Throughout his life, various painters painted his portraits, Titian being his painter par excellence
From his earliest years until before his death, Emperor Charles V was portrayed by some of the most famous painters of the day. In particular, one of them, Titian, who has already acquired the status of universal genius.
From his earliest years, Charles V, who was to become emperor, understood that he would be the subject of interest to various painters. The portrait that hangs on the walls of Schloss Ambrass Innsbruck, whose authorship remains anonymous, dates from this period of his childhood.
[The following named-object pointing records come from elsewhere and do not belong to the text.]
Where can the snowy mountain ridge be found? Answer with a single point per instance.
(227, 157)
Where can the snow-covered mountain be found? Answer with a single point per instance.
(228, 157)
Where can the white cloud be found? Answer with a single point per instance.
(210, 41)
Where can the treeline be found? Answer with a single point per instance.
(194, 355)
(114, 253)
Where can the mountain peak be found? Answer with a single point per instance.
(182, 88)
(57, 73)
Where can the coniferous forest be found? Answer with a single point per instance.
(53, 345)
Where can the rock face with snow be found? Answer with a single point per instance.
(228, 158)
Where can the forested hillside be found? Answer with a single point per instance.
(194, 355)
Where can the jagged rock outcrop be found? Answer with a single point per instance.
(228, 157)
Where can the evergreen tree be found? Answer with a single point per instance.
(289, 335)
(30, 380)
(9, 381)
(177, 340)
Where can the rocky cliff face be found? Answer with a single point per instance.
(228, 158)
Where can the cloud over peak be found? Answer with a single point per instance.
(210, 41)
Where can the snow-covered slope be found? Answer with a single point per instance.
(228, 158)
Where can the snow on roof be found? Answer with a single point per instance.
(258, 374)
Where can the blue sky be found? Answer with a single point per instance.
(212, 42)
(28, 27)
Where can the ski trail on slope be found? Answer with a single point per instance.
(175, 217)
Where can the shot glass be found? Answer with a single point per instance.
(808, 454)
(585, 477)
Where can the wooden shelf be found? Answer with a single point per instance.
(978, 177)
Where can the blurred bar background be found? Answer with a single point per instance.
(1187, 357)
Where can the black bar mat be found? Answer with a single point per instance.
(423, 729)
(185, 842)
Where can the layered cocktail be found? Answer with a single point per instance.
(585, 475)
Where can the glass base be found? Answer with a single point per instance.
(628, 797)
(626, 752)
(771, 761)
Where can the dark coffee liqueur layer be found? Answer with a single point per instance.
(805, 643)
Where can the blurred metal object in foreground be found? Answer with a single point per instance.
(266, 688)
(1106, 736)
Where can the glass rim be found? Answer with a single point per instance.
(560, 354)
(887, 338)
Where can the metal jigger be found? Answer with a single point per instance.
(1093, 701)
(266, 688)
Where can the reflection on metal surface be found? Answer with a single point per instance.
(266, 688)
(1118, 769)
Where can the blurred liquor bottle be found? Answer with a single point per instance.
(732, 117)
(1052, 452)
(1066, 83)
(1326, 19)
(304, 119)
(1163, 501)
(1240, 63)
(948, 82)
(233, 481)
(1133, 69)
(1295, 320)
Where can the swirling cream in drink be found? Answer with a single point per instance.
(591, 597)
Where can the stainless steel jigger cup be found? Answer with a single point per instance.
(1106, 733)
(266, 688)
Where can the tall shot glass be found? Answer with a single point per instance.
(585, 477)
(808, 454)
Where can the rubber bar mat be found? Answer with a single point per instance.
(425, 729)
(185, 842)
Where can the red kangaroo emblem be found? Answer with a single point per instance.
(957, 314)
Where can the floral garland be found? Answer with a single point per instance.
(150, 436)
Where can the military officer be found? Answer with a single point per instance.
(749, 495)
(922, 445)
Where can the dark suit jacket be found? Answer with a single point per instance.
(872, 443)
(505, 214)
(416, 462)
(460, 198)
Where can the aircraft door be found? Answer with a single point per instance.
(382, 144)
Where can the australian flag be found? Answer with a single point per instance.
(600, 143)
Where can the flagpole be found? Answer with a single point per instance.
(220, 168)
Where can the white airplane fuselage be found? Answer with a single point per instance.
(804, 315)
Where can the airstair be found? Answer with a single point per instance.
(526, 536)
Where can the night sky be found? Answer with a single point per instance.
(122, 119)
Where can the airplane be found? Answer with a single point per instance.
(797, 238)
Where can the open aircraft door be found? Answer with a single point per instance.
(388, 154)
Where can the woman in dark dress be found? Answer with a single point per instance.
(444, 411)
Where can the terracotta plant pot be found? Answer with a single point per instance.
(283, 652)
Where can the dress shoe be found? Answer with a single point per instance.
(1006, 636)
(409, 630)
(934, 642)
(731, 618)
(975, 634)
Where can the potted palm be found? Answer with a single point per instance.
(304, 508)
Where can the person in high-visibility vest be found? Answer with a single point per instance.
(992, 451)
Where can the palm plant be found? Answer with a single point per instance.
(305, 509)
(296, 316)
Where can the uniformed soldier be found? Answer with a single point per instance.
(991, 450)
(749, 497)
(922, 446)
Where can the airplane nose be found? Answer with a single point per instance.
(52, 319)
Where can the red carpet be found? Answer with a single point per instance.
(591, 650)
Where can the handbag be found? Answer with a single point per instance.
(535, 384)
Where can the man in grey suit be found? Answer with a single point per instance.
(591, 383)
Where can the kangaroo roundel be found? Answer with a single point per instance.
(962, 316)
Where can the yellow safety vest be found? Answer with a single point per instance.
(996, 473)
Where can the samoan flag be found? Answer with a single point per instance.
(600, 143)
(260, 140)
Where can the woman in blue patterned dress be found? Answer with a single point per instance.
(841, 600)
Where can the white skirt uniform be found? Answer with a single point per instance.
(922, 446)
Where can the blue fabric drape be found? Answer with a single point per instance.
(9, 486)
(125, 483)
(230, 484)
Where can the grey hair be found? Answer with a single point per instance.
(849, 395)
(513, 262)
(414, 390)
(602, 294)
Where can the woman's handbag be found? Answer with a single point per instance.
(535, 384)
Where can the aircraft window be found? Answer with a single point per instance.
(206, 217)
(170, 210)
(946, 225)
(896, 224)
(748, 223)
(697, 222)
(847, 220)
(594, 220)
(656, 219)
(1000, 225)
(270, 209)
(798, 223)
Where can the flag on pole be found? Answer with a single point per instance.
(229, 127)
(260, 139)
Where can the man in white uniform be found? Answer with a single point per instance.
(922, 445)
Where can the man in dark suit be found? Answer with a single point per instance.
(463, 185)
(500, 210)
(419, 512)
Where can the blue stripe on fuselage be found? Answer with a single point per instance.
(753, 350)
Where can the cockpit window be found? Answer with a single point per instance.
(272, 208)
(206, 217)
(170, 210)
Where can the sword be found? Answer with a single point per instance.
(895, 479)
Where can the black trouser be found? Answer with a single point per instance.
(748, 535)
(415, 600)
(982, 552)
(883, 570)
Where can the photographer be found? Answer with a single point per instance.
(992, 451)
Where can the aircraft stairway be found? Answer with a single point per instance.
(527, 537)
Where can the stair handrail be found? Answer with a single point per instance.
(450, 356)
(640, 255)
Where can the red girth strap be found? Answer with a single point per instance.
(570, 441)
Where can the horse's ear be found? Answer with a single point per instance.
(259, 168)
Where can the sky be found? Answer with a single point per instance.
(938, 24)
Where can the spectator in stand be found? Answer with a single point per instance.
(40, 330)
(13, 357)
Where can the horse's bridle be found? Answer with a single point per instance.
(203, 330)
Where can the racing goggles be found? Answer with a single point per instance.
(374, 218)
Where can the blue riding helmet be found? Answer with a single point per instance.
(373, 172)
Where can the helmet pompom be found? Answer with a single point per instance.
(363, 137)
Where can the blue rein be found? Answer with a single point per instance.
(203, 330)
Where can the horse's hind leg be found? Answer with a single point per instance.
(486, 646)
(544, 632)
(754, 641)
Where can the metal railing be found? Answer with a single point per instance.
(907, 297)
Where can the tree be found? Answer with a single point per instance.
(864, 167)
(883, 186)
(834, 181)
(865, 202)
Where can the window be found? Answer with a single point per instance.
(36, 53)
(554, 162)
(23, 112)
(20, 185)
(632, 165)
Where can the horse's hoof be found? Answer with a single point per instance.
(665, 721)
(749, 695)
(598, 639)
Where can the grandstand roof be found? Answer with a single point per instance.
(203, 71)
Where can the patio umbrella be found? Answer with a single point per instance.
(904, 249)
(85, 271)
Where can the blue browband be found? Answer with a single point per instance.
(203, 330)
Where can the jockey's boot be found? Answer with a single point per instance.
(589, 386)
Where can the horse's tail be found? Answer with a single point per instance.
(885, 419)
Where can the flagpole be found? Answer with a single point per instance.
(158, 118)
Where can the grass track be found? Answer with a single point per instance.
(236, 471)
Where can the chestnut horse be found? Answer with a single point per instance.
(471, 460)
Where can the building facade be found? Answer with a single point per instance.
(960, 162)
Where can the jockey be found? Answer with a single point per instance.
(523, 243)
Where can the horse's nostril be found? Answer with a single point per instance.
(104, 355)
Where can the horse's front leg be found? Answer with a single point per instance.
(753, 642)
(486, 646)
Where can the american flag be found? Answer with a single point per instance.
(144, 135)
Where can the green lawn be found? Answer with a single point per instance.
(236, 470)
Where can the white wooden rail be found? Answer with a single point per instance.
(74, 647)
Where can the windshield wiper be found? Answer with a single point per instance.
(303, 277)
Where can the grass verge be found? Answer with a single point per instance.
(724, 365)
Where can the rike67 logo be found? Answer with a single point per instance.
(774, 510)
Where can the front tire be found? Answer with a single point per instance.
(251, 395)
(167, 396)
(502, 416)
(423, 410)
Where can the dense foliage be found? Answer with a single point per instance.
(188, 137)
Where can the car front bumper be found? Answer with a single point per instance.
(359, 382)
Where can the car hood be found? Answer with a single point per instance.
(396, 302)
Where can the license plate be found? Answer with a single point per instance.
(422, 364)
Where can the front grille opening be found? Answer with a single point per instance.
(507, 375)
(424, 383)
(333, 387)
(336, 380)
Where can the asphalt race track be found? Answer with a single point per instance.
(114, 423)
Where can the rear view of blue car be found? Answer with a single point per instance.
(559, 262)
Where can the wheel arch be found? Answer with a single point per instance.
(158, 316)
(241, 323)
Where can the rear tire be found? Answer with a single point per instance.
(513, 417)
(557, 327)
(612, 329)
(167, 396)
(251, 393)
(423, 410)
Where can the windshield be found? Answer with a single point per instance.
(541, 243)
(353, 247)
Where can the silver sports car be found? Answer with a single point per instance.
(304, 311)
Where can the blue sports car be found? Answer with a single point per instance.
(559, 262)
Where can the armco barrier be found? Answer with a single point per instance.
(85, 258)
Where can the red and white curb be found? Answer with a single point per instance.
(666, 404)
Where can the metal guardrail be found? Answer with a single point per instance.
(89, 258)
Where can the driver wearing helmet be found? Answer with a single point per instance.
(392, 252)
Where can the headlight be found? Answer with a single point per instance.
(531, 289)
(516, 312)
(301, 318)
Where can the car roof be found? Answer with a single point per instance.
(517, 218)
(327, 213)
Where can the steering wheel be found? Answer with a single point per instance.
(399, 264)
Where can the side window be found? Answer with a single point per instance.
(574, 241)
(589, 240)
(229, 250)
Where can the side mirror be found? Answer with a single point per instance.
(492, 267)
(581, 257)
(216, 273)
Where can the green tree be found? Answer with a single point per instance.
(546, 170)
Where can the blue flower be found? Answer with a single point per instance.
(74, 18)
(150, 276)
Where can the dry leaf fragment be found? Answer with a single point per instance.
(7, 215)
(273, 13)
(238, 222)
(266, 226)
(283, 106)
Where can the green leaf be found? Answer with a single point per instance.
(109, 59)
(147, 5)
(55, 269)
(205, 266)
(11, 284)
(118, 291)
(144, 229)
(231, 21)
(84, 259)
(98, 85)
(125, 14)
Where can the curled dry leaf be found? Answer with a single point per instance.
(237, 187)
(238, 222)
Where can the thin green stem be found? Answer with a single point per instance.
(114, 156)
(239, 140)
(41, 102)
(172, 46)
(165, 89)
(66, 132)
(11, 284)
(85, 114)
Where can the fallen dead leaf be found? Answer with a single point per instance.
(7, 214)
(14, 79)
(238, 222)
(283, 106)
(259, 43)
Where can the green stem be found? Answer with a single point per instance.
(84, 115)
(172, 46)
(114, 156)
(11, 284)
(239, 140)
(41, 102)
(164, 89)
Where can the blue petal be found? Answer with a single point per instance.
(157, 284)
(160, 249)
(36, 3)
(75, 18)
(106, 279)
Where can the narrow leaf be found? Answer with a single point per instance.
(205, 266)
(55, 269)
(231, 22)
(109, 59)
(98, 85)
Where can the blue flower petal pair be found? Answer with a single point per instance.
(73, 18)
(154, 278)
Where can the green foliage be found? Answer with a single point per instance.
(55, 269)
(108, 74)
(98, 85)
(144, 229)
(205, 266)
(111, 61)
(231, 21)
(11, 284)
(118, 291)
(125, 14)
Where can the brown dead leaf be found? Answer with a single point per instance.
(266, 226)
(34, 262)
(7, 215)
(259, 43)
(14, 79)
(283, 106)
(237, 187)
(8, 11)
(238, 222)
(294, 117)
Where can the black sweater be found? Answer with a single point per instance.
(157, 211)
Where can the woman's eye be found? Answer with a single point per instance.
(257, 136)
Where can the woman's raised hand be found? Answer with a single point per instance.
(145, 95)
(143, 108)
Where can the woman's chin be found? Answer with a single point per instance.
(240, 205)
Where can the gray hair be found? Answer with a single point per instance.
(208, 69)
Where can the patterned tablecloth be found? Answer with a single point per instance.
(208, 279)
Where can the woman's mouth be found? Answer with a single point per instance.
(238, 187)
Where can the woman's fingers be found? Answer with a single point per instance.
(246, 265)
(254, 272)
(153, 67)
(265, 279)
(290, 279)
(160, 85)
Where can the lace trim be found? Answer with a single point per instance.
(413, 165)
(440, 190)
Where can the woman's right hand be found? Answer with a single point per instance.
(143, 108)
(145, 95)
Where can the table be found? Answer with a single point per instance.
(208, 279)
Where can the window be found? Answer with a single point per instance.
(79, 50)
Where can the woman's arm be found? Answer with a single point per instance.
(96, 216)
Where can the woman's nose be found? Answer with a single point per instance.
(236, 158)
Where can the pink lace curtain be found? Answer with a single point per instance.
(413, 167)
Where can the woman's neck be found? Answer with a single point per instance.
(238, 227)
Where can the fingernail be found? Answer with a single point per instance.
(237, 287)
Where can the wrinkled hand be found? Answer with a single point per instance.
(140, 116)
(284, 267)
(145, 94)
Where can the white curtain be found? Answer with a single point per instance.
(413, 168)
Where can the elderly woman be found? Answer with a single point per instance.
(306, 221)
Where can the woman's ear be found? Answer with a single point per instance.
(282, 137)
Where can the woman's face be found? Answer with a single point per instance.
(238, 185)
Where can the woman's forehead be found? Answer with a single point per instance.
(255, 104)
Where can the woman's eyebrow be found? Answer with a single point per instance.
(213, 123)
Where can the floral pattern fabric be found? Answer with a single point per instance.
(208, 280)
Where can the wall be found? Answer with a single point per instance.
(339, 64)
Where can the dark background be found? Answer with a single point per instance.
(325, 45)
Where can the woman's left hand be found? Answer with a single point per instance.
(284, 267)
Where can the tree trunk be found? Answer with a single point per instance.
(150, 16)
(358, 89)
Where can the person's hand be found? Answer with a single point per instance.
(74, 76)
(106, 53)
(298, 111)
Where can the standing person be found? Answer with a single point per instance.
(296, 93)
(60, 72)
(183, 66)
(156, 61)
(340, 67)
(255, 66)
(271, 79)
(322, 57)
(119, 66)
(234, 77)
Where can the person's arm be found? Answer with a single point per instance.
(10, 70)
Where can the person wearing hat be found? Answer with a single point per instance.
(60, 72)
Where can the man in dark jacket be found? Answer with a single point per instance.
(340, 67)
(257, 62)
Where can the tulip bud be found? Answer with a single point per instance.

Shortly afterwards he also posed for Bernhard Striegel, the court portraitist of Maximilian I. In 1515, in particular, he painted a portrait in which he presented the imperial family as members of the family of Christ.

Later, in 1530, it was Jan Vermeijen, the Bearded, who painted the portrait after his coronation as Holy Roman Emperor, in which the features that would become general features in later paintings can already be discerned.

During this period, the emperor’s most splendid period, it was Titian who immortalised the emperor in some of his most mythical moments. In 1532, Charles V posed for the first time before the brush of the great Italian painter, who presented him as a young man about to undertake a project as overwhelming as it was exhausting.

One of these mythical moments was the one painted by Titian in 1548 for Maria of Habsburg, the emperor’s sister: his victorious portrait after the battle of Mühlberg. That same year he also took the opportunity to portray him in a pose that foreshadowed what was to happen seven years later, namely his renunciation of the throne and his definitive retirement to the Monastery of Yuste.


Finally, we must not forget the portrait of the emperors, that is, Charles V and Elizabeth of Portugal, which Titian painted years after the latter’s death – and whom, it is believed, he never met – of which a version by Rubens has survived, as the original was lost in the fire at the Alcázar Palace in Madrid in 1734.